[PATCH v6 4/6] perf jevents: Add a new expression builtin strcmp_cpuid_str()

Ian Rogers irogers at google.com
Wed Aug 30 10:59:48 PDT 2023


On Wed, Aug 30, 2023 at 10:15 AM James Clark <james.clark at arm.com> wrote:
>
>
>
> On 30/08/2023 00:46, Ian Rogers wrote:
> > On Wed, Aug 16, 2023 at 4:52 AM James Clark <james.clark at arm.com> wrote:
> >>
> >> This will allow writing formulas that are conditional on a specific
> >> CPU type or CPU version. It calls through to the existing
> >> strcmp_cpuid_str() function in Perf which has a default weak version,
> >> and an arch specific version for x86 and arm64.
> >>
> >> The function takes an 'ID' type value, which is a string. But in this
> >> case Arm CPU IDs are hex numbers prefixed with '0x'. metric.py
> >> assumes strings are only used by event names, and that they can't start
> >> with a number ('0'), so an additional change has to be made to the
> >> regex to convert hex numbers back to 'ID' types.
> >>
> >> Signed-off-by: James Clark <james.clark at arm.com>
> >> ---
> >>  tools/perf/arch/arm64/util/pmu.c | 18 +-----------------
> >>  tools/perf/pmu-events/metric.py  | 17 +++++++++++++++--
> >>  tools/perf/util/expr.c           | 18 ++++++++++++++++++
> >>  tools/perf/util/expr.h           |  1 +
> >>  tools/perf/util/expr.l           |  1 +
> >>  tools/perf/util/expr.y           |  8 +++++++-
> >>  tools/perf/util/pmu.c            | 17 +++++++++++++++++
> >>  tools/perf/util/pmu.h            |  1 +
> >>  8 files changed, 61 insertions(+), 20 deletions(-)
> >>
> >> diff --git a/tools/perf/arch/arm64/util/pmu.c b/tools/perf/arch/arm64/util/pmu.c
> >> index 512a8f13c4de..615084eb88d8 100644
> >> --- a/tools/perf/arch/arm64/util/pmu.c
> >> +++ b/tools/perf/arch/arm64/util/pmu.c
> >> @@ -2,28 +2,12 @@
> >>
> >>  #include <internal/cpumap.h>
> >>  #include "../../../util/cpumap.h"
> >> +#include "../../../util/header.h"
> >>  #include "../../../util/pmu.h"
> >>  #include "../../../util/pmus.h"
> >>  #include <api/fs/fs.h>
> >>  #include <math.h>
> >>
> >> -static struct perf_pmu *pmu__find_core_pmu(void)
> >> -{
> >> -       struct perf_pmu *pmu = NULL;
> >> -
> >> -       while ((pmu = perf_pmus__scan_core(pmu))) {
> >> -               /*
> >> -                * The cpumap should cover all CPUs. Otherwise, some CPUs may
> >> -                * not support some events or have different event IDs.
> >> -                */
> >> -               if (RC_CHK_ACCESS(pmu->cpus)->nr != cpu__max_cpu().cpu)
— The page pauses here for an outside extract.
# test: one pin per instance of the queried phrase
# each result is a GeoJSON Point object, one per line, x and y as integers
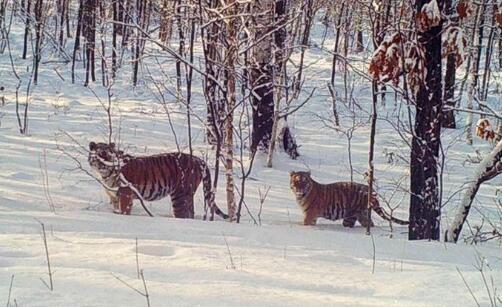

> >> -                       return NULL;
> >> -
> >> -               return pmu;
> >> -       }
> >> -       return NULL;
> >> -}
> >> -
> >>  const struct pmu_metrics_table *pmu_metrics_table__find(void)
> >>  {
> >>         struct perf_pmu *pmu = pmu__find_core_pmu();
> >> diff --git a/tools/perf/pmu-events/metric.py b/tools/perf/pmu-events/metric.py
> >> index 85a3545f5b6a..0e9ec65d92ae 100644
> >> --- a/tools/perf/pmu-events/metric.py
> >> +++ b/tools/perf/pmu-events/metric.py
> >> @@ -413,6 +413,10 @@ def has_event(event: Event) -> Function:
> >>    # pylint: disable=invalid-name
> >>    return Function('has_event', event)
> >>
> >> +def strcmp_cpuid_str(event: str) -> Function:
> >> +  # pylint: disable=redefined-builtin
> >> +  # pylint: disable=invalid-name
> >> +  return Function('strcmp_cpuid_str', event)
> >>
> >>  class Metric:
> >>    """An individual metric that will specifiable on the perf command line."""
> >> @@ -541,14 +545,23 @@ def ParsePerfJson(orig: str) -> Expression:
> >>    """
> >>    # pylint: disable=eval-used
> >>    py = orig.strip()
> >> +  # First try to convert everything that looks like a string (event name) into Event(r"EVENT_NAME").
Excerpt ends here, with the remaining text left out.